It is believed that Intel is seeking at least 400 departures from the workforce of 4,500 in plants in Leixlip, Shannon and Cork, due to declining demand for PCs as it shifts focus to cloud computing.

Sources said staff were told to access an online tool which allows them to work out how much of a redundancy package they are entitled to.

The voluntary sign-up period opened on May 5. They have been given until the May 27 deadline to click 'accept' on the 'selection tool'. Sources said staff with huge expertise based at the 350-acre campus in Leixlip had been selected for the programme, from process technicians and maintenance technicians to planning and yield engineers.

The chief criterion is their length of service, particularly if they have remained in the same position or grade for a long time.

Although the company did not specify how it selected those for the redundancy programme, staff said those with less than 20 years' experience were turned down when they applied.

Workers have been told that they can stay and continue working, but those 'on the list' fear they will be viewed as 'stagnant' and will be the first to go in the event of further cuts.

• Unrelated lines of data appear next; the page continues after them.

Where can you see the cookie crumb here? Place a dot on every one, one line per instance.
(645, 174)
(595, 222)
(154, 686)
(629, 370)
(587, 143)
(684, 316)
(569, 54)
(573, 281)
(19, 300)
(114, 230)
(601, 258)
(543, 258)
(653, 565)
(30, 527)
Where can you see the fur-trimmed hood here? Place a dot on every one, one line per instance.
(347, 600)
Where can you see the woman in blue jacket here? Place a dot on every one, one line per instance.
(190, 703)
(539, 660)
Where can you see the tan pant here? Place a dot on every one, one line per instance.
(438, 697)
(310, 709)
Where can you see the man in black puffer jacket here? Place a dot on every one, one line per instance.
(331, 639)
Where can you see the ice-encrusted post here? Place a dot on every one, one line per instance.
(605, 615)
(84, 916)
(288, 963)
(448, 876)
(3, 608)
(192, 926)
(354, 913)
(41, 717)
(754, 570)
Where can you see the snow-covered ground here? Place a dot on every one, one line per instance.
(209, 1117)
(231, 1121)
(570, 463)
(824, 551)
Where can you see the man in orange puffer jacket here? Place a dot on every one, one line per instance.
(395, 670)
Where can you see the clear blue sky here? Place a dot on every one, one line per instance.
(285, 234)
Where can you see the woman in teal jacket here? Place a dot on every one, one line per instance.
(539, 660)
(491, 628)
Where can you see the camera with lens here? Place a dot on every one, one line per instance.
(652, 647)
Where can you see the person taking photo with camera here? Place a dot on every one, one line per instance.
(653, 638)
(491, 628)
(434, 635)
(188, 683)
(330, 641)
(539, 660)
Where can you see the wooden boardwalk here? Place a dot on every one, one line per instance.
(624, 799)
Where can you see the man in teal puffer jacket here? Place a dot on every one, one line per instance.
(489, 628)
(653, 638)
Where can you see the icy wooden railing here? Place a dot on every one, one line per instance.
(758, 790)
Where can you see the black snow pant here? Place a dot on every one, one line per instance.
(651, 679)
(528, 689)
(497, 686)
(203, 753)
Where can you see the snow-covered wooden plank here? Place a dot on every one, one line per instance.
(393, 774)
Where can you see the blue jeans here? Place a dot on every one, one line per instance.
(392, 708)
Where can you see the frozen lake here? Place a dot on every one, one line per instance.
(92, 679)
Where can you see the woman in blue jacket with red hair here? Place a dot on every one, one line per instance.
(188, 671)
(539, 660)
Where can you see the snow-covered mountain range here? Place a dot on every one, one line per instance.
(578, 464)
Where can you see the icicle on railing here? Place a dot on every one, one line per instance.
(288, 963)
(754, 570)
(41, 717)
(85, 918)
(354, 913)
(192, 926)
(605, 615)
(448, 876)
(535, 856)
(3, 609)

They also fear that the redundancy offer - worth five weeks' pay per year of service plus statutory, capped at two years pay - may be withdrawn.

"Whatever way they were selected, no one in Ireland had a say," said a source. "It came from the States.

"The new CEO let executives go last year and what he seems to want is young workers on lower wages pushing upwards for promotion constantly."

News of the redundancies has caused surprise in Ireland as the company has invested €3.6bn in the last five years upgrading the Leixlip plant, which is its biggest in Europe.